De hecho, mucho me temo que la mayor parte del empleo que se cree en los próximos años, a no ser que haya un giro radical en el tipo de políticas a aplicar, será empleo basura.
No hay más que mirar a nuestro alrededor para darnos cuenta. Digamos que hablo de Granada, ciudad que conozco bien: hoteles que cierran para liquidar a personas con sueldos decentes y derechos, abriendo al poco tiempo a base de mileuristas; amigos y amigas que trabajan como autónomos (perdón, “empresarios”) haciendo las veces de una subcontrata de una subcontrata y no tienen ni voz ni voto sobre sus decisiones, callar o callar; familiares sin más posibilidad que el exilio forzoso; chicos y chicas jóvenes apostados a pie de bar vendiéndonos las exquisiteces mil de su local puesto que cobran en función de los clientes que entren. Espero equivocarme pero mucho me temo que este tipo de prácticas van a ir en aumento y de aquí a nada, cuando me pida una cerveza me atenderá un autónomo que cobrará en función de mi grado de ebriedad.

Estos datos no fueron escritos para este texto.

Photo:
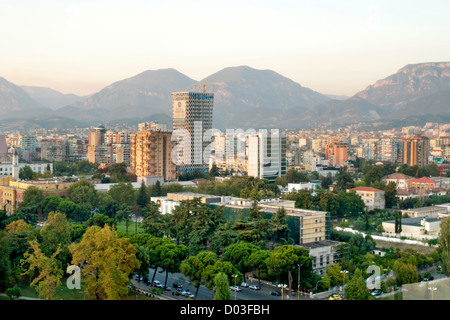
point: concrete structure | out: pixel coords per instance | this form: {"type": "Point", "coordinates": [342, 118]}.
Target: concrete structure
{"type": "Point", "coordinates": [326, 252]}
{"type": "Point", "coordinates": [416, 150]}
{"type": "Point", "coordinates": [151, 154]}
{"type": "Point", "coordinates": [192, 117]}
{"type": "Point", "coordinates": [336, 153]}
{"type": "Point", "coordinates": [421, 183]}
{"type": "Point", "coordinates": [12, 193]}
{"type": "Point", "coordinates": [432, 212]}
{"type": "Point", "coordinates": [373, 198]}
{"type": "Point", "coordinates": [399, 179]}
{"type": "Point", "coordinates": [267, 155]}
{"type": "Point", "coordinates": [421, 228]}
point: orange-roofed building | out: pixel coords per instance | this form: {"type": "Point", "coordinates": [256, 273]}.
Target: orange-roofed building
{"type": "Point", "coordinates": [373, 198]}
{"type": "Point", "coordinates": [423, 183]}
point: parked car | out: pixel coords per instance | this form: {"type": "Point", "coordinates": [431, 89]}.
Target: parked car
{"type": "Point", "coordinates": [156, 283]}
{"type": "Point", "coordinates": [180, 292]}
{"type": "Point", "coordinates": [376, 293]}
{"type": "Point", "coordinates": [334, 296]}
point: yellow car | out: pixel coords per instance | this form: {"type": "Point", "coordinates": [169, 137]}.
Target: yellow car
{"type": "Point", "coordinates": [334, 296]}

Si bien dentro de lo que se considera el discurso dominante de la Economía existen otras teorías que matizan, profundizan y aportan información relevante sobre los mercados de trabajo (salarios de eficiencia, contratos implícitos, insiders-outsiders, negociaciones salariales, entre otras), en todas ellas predomina una confianza fervorosa en el mercado libre como mecanismo de asignación óptimo.

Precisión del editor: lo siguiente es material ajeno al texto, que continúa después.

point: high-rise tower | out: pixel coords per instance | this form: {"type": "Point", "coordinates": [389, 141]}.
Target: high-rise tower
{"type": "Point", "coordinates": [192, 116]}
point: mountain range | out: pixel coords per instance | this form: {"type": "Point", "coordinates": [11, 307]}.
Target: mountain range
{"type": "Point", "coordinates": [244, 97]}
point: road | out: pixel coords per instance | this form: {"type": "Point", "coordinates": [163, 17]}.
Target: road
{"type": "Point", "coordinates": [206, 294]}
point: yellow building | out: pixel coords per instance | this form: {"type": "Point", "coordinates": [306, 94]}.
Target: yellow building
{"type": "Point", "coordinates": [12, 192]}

En mayor o menor medida, las teorías neoclásica, keynesiana, postkeynesiana o neo-institucionalista olvidan que en el mundo actual sin dinero no tienes acceso a los bienes y servicios necesarios para la vida, hecho que desequilibra en exceso la supuesta negociación a favor del empresariado, generando un conflicto latente entre el capital y la vida; abordan el empleo como un mal necesario e inevitable para poder vivir cuando acaba la jornada laboral y presentan a la clase empresarial como personas sin escrúpulos, egoístas y maximizadoras del beneficio, que consideran que solo es trabajo aquello por lo que se recibe un salario, invisibilizando a millones de personas (mujeres en su inmensa mayoría) que sostienen con sus vidas tanto el trabajo remunerado (empleo) como los productos interiores brutos (supuesto “desarrollo”) de todos los países del mundo.
Estoy cansado de esas visiones arcaicas y falsas que nos maquinizan dando por sentados intereses contrapuestos entre empresarios y asalariados. El mercado de trabajo es muy complejo, como complejos somos los seres humanos. Es imposible aplicar recetas únicas y mesiánicas, lo que puede ser adecuado para crear trabajo en pequeñas y medianas empresas puede no serlo para grandes compañías, y lo que es beneficioso para el sector servicios puede ser una debacle para el empleo en el sector de las manufacturas.
El trabajo no puede ser una mercancía más, ni un mal necesario para disfrutar de nuestras vidas cuando acaba la jornada laboral. El trabajo es la fuente de expansión de nuestras capacidades como personas, nuestro modo de compartir con los demás, de sentirnos parte de la colectividad. Mi amigo Salva me dice a menudo: “Fernando, no somos máquinas por más que se empeñen en que así lo creamos para que nos comportemos como tales”. Y cuando tengo dudas, salgo a la calle y me doy un paseo por lugares comunes para volver a creer en las personas. Quizás sea cuestión de eso, de vivir con otras lentes y defender que no hay que ganarse la vida, que la tenemos ganada desde el momento en que nacimos.
Este artículo refleja la opinión y es responsabilidad de su autor. Economistas sin Fronteras no necesariamente coincide con su contenido.